To be sure, this past week offered many signs of the challenges New York continues to face. Nobody was surprised by WeWork’s actual bankruptcy filing last month, but it weighs heavily on New York’s real estate market where, according to the Federal Reserve, vacancy rates had just experienced a monthly decline for the first time since the start of the pandemic.  In 2018, WeWork surpassed JP Morgan to become New York’s largest office tenant. As part of WeWork’s bankruptcy, the company listed plans to reject leases on 35 of its 47 locations across Manhattan and Brooklyn. Further, against this backdrop of weak and uneven recovery, real estate companies, generally, are confronted with loans rolling over at higher rates and also lower ratios on how much they can borrow relative to values which are also declining. Add to this the fact that commercial real estate companies like JLL, with their JLL Spark Fund, have been leading proptech investors, and it is easy to see how the challenges afflicting commercial real estate spill over into proptech. JLL stock is off roughly 40% from its 2022 high. So, it is not clear that there will be enthusiasm for dedicating fresh capital to its proptech arm.

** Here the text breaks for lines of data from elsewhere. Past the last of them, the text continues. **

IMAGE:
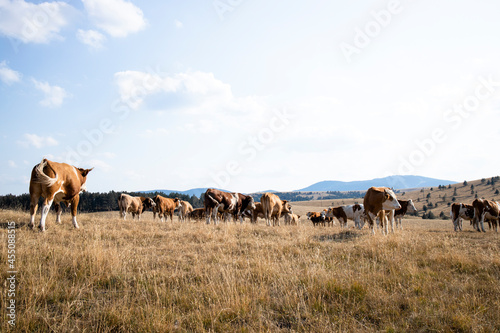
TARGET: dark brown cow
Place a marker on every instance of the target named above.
(225, 202)
(485, 210)
(184, 210)
(459, 212)
(253, 214)
(197, 214)
(56, 182)
(407, 206)
(317, 218)
(134, 205)
(273, 206)
(339, 214)
(377, 200)
(165, 207)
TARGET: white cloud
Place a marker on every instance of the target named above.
(34, 23)
(101, 165)
(178, 24)
(8, 75)
(135, 86)
(91, 37)
(37, 141)
(54, 95)
(118, 18)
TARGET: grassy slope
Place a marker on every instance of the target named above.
(114, 275)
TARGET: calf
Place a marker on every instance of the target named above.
(225, 202)
(291, 219)
(339, 214)
(197, 214)
(165, 207)
(55, 182)
(184, 210)
(376, 201)
(273, 206)
(134, 205)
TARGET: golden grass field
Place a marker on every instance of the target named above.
(129, 276)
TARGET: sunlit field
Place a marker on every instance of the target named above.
(150, 276)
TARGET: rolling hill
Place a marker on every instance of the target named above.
(397, 182)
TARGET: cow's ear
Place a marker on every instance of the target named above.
(84, 172)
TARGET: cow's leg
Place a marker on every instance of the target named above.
(482, 223)
(45, 211)
(33, 209)
(208, 214)
(371, 221)
(391, 218)
(74, 209)
(57, 206)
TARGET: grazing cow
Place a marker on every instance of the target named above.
(291, 218)
(134, 205)
(317, 218)
(407, 206)
(55, 182)
(225, 202)
(165, 207)
(459, 212)
(339, 214)
(184, 210)
(354, 212)
(273, 206)
(377, 200)
(253, 214)
(197, 214)
(485, 210)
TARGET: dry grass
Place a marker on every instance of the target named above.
(148, 276)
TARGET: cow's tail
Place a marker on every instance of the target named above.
(41, 177)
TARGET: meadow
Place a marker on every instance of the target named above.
(150, 276)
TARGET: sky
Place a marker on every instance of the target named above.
(248, 95)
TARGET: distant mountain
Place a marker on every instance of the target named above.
(194, 191)
(396, 182)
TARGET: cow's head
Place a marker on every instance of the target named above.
(411, 207)
(83, 178)
(248, 203)
(287, 208)
(390, 200)
(149, 203)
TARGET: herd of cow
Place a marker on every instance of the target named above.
(60, 182)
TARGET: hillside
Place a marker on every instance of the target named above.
(397, 182)
(440, 198)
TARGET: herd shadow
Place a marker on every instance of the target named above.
(343, 236)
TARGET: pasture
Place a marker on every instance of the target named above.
(150, 276)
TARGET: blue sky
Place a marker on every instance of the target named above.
(248, 95)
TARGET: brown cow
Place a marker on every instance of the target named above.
(339, 214)
(56, 182)
(253, 214)
(317, 218)
(165, 207)
(459, 212)
(225, 202)
(485, 210)
(184, 210)
(377, 200)
(273, 206)
(134, 205)
(291, 219)
(197, 214)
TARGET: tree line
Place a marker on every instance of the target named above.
(95, 201)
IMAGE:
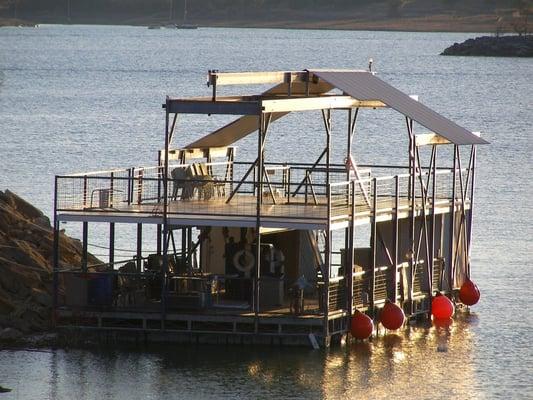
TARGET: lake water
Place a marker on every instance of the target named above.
(80, 98)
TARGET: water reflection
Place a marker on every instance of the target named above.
(423, 362)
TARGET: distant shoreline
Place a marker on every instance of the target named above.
(426, 24)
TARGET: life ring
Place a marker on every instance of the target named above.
(244, 261)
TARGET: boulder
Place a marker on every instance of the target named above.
(9, 334)
(493, 46)
(26, 262)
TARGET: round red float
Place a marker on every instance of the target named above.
(442, 307)
(469, 293)
(361, 326)
(443, 323)
(392, 316)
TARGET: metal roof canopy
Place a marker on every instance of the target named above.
(361, 86)
(366, 86)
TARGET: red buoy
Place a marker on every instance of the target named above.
(443, 323)
(391, 316)
(469, 293)
(442, 307)
(361, 326)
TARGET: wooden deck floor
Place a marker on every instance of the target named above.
(241, 211)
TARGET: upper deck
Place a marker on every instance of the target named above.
(295, 196)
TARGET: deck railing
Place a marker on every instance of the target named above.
(285, 189)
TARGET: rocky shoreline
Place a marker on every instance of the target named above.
(493, 46)
(26, 264)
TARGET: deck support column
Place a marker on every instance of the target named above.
(139, 248)
(260, 164)
(55, 255)
(159, 239)
(85, 238)
(395, 239)
(112, 245)
(374, 243)
(412, 211)
(433, 222)
(164, 267)
(451, 252)
(470, 214)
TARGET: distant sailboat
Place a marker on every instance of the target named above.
(184, 24)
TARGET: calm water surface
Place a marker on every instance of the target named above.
(76, 98)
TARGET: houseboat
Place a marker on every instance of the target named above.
(267, 250)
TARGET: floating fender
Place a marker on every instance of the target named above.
(469, 293)
(442, 307)
(392, 316)
(244, 261)
(361, 326)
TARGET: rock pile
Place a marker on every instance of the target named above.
(501, 46)
(26, 262)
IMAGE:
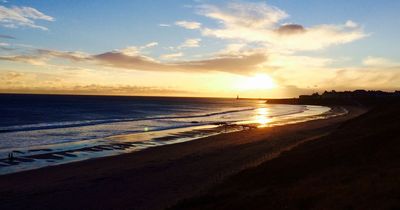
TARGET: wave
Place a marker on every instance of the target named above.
(69, 124)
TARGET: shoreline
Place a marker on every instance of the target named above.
(65, 153)
(160, 176)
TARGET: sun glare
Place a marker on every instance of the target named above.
(257, 82)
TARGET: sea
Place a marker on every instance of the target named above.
(45, 130)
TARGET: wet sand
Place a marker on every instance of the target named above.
(357, 166)
(157, 177)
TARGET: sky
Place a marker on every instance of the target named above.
(259, 49)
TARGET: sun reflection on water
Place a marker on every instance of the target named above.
(262, 117)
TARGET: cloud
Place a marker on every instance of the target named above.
(379, 62)
(238, 64)
(33, 60)
(261, 23)
(151, 44)
(188, 24)
(291, 29)
(2, 36)
(171, 56)
(164, 25)
(15, 17)
(190, 43)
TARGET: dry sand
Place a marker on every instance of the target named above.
(157, 177)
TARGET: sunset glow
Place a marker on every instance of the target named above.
(197, 48)
(257, 82)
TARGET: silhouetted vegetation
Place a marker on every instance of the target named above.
(357, 97)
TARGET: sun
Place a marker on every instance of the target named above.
(257, 82)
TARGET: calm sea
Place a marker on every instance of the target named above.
(42, 130)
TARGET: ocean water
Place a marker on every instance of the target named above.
(43, 130)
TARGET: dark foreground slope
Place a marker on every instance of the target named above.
(356, 167)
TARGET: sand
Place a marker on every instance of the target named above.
(158, 177)
(357, 166)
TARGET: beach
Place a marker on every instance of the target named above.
(159, 177)
(354, 167)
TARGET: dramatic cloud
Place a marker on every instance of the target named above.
(171, 56)
(17, 82)
(189, 43)
(261, 23)
(2, 36)
(164, 25)
(379, 62)
(188, 24)
(290, 29)
(15, 17)
(239, 64)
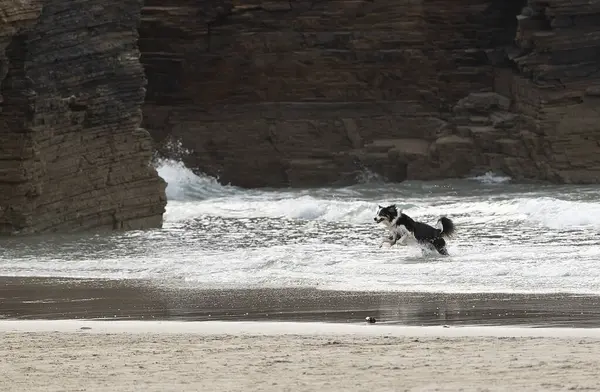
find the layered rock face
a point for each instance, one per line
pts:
(72, 153)
(308, 93)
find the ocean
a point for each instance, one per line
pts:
(511, 238)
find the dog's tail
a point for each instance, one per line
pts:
(448, 228)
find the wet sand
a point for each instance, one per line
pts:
(50, 298)
(61, 335)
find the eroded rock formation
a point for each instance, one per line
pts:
(310, 92)
(72, 153)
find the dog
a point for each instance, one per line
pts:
(402, 227)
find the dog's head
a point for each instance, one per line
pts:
(387, 214)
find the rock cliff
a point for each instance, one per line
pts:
(276, 93)
(72, 153)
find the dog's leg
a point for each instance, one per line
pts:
(390, 240)
(403, 240)
(440, 246)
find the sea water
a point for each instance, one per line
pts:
(510, 238)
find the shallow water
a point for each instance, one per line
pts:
(510, 238)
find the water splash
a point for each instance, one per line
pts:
(490, 178)
(183, 184)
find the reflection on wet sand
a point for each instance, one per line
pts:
(41, 298)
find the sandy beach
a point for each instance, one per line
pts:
(75, 335)
(207, 356)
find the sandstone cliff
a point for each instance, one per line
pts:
(72, 153)
(310, 92)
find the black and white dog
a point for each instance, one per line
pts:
(402, 227)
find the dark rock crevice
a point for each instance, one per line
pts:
(73, 156)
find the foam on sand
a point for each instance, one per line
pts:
(284, 328)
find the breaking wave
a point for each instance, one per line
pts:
(191, 196)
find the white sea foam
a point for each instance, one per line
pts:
(509, 238)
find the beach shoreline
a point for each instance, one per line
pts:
(87, 355)
(98, 335)
(88, 299)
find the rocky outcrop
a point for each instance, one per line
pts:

While the office market has been the most visible weak real estate asset, New York’s real estate challenges extend beyond the office market and into other asset classes, and design and construction activity is suffering as well. The construction market, for example, is expected finally to surpass pre-pandemic levels in New York this year, and at $83 Billion, it is a massive market, according to a report recently released by the New York Building Congress. However, the recovery has been slower than in the nation as a whole, and locals are quick to point out factors such as the impending expiration of certain residential development incentives that may cause the recovery in these other sectors to falter as well. The New York Building Congress report cites a 62% drop in construction of new housing units in the face of the expiration of a popular tax incentive.


While this dampened recovery has many in the sector in New York in a less euphoric mood when compared to the go-go 2016-2018 period, we also saw a wide range of new startups in the Metaprop Columbia Accelerator, at the Propmodo startup challenge and elsewhere in New York last week, and we meet with many other active supporters of the New York prop tech sector, offering many reasons why the ecosystem continues to be strong and getting stronger. We spoke to startup entrepreneurs who observed that their companies were growing revenue and had achieved profitability or that their solution was healthy because it generated cost savings for companies. We also found a crop of startups benefitting from New York’s tightening sustainability regulations, and we spoke to many entrepreneurs, investors and industry players who now have significant past experience to draw from as they apply their grit and determination to building the region’s new startups and furthering the development of those startups that will have weathered the recent storm.